In her 1996 hit “Me Without You,” Christian pop-rock singer Rebecca St. James compared her dreary existence to being “like a band without a drummer … like a foot without a shoe … like a sleuth without a clue … like a ship without a rudder.”
“Like a ship without a rudder.” St. James was singing about the state of her life without God, but she could have been singing about the state of the Republican Party today. Not since Barry Goldwater crashed and burned in 1964 have Republicans been in such disarray: drifting apart with no agenda, no message and no leader.
Clearly, even though he was elected chairman of the Republican National Committee, Michael Steele is not the leader of the Republican Party. As he found out the hard way. After Steele dismissed Rush Limbaugh as an “entertainer” with an “incendiary” and “ugly” style, Limbaugh fired back, reminding him: “Michael Steele, you are head of the Republican National Committee. You are not head of the Republican Party.” And Steele was forced to apologize, insisting he was not trying to diminish Limbaugh’s “voice or his leadership.”
Which just proves that Limbaugh is right. Steele’s not the top-dog Republican. The de facto head of the Republican Party is Limbaugh himself – and there’s no doubt what Limbaugh’s agenda is. He laid it out on Jan. 16, four days before Barack Obama took the oath of office. Asked by a major publication to submit 400 words on his hopes for the Obama presidency, the nation’s No. 1 talker said he needed only four words: “I hope he fails.”
Forget bipartisanship. The Republicans’ goal, preaches Limbaugh, is to frustrate Obama at every turn and oppose everything he stands for. That’s the agenda already adopted by House Minority Leader John Boehner, Senate Minority Leader Mitch McConnell and now, apparently, Michael Steele. All three are taking their marching orders right from the radio.
The fact that Republicans have hitched their wagon to Rush Limbaugh’s star makes Democrats deliriously happy, and rightfully so. The latest Gallup poll (February 2009) shows Limbaugh with a “favorable” rating of only 28 percent: lower than George W. Bush’s final approval rating. That’s only slighter better than an October 2008 Greenberg Quinlan Rosner survey in which Limbaugh scored a 21 percent approval rating, lower than that of Rev. Jeremiah Wright and former Weatherman Bill Ayers.
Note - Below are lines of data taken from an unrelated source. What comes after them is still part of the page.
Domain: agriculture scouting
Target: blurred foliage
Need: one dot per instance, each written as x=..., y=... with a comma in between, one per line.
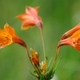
x=58, y=17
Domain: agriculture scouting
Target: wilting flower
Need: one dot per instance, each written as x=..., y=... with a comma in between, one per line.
x=34, y=57
x=72, y=38
x=30, y=18
x=8, y=36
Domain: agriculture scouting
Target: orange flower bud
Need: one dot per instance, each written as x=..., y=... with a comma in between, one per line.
x=30, y=18
x=8, y=36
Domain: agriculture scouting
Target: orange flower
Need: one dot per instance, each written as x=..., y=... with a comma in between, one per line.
x=8, y=36
x=34, y=57
x=72, y=38
x=30, y=18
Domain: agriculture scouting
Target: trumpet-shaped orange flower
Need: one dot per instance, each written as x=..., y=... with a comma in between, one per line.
x=72, y=38
x=8, y=36
x=30, y=18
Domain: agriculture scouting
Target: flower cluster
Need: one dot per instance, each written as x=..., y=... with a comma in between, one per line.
x=45, y=69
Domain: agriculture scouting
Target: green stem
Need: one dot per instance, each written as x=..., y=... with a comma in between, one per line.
x=31, y=61
x=55, y=59
x=43, y=44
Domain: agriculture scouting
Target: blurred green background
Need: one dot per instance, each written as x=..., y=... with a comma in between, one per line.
x=58, y=17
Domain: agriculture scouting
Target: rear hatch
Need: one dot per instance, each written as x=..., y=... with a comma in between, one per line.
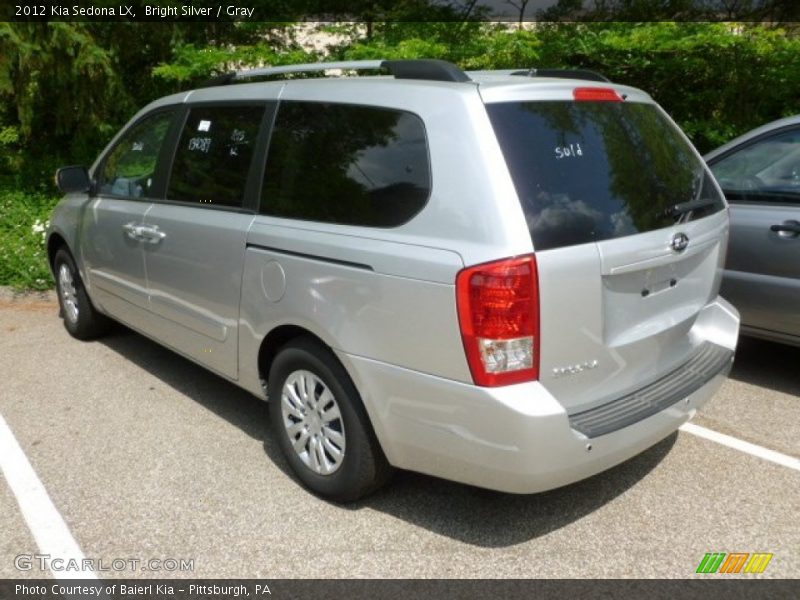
x=629, y=231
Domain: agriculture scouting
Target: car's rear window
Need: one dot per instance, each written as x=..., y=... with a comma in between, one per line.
x=591, y=171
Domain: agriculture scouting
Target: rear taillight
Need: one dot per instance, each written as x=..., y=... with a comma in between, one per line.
x=596, y=95
x=498, y=311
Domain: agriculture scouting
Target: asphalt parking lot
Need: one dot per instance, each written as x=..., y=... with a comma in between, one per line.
x=148, y=456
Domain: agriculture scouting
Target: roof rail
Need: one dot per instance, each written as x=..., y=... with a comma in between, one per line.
x=352, y=65
x=428, y=69
x=564, y=73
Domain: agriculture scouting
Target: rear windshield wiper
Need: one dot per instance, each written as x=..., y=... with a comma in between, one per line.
x=684, y=207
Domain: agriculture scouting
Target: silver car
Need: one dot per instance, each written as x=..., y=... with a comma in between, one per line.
x=500, y=278
x=760, y=175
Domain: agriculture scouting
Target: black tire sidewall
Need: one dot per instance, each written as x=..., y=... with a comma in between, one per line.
x=363, y=465
x=89, y=322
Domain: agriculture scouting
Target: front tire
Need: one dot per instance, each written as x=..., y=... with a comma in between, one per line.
x=81, y=319
x=321, y=425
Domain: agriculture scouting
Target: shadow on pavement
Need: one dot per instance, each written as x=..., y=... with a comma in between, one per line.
x=767, y=364
x=472, y=515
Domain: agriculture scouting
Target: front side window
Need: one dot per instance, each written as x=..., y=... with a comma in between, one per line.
x=766, y=170
x=591, y=171
x=346, y=164
x=129, y=169
x=214, y=154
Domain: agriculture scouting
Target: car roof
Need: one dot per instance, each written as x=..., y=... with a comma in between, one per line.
x=493, y=85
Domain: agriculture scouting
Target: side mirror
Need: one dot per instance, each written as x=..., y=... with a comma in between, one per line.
x=73, y=179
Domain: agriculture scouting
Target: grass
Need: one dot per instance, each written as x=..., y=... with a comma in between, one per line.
x=23, y=222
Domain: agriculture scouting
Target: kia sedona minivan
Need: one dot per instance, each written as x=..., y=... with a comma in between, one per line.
x=507, y=278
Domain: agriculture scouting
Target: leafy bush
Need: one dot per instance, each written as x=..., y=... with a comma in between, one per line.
x=23, y=256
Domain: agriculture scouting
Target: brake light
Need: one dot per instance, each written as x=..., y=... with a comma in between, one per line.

For Democrats, the more Republicans swear allegiance, the better.
But anointing El Rushbo as their leader also makes thoughtful Republicans nervous, and rightfully so. They recognize, for starters, that with this country in such dire economic straits, the phrase “I hope he fails” is not what most Americans, Democrat or Republican, want to hear. This is one time when blind party loyalty has zero appeal, because people realize that if Obama fails, the economy fails, and the country fails.
The other reason some Republicans are nervous is because hosting a radio show is not the same as leading a political party. They’re two totally different jobs. Take it from me: I have my own show. A radio talk show host is accountable to no one. Our mission is not to support any political party. We have only two goals: to make noise and to make money. In order to stir things up and keep our shows lively, we can say or do all kinds of things on the radio that we wouldn’t dare attempt if we had any real responsibility.
In Rush’s case, there’s no doubt that his now oft-repeated wish for Obama to fail is vastly popular with the Republican Party’s conservative base. But that’s not the message the party should be putting out there if it really wants to reach beyond its base and return from the political wilderness. As former Bush speechwriter David Frum wrote on his website, NewMajority.com: “If you’re a talk-radio host and you have 5 million people who listen and there are 50 million people who hate you, you can make a nice living. If you’re a Republican Party, you’re marginalized.”
As entertaining as it is, the entire, embarrassing Limbaugh/Steele slap-down reflects a serious identity crisis for Republicans. And it forces every Republican to answer two simple questions. Do they agree with Rush Limbaugh, yes or no? Do they want President Obama to fail, yes or no?
By answering “yes,” Republicans will choose to follow a radio talk-show host – right over the cliff.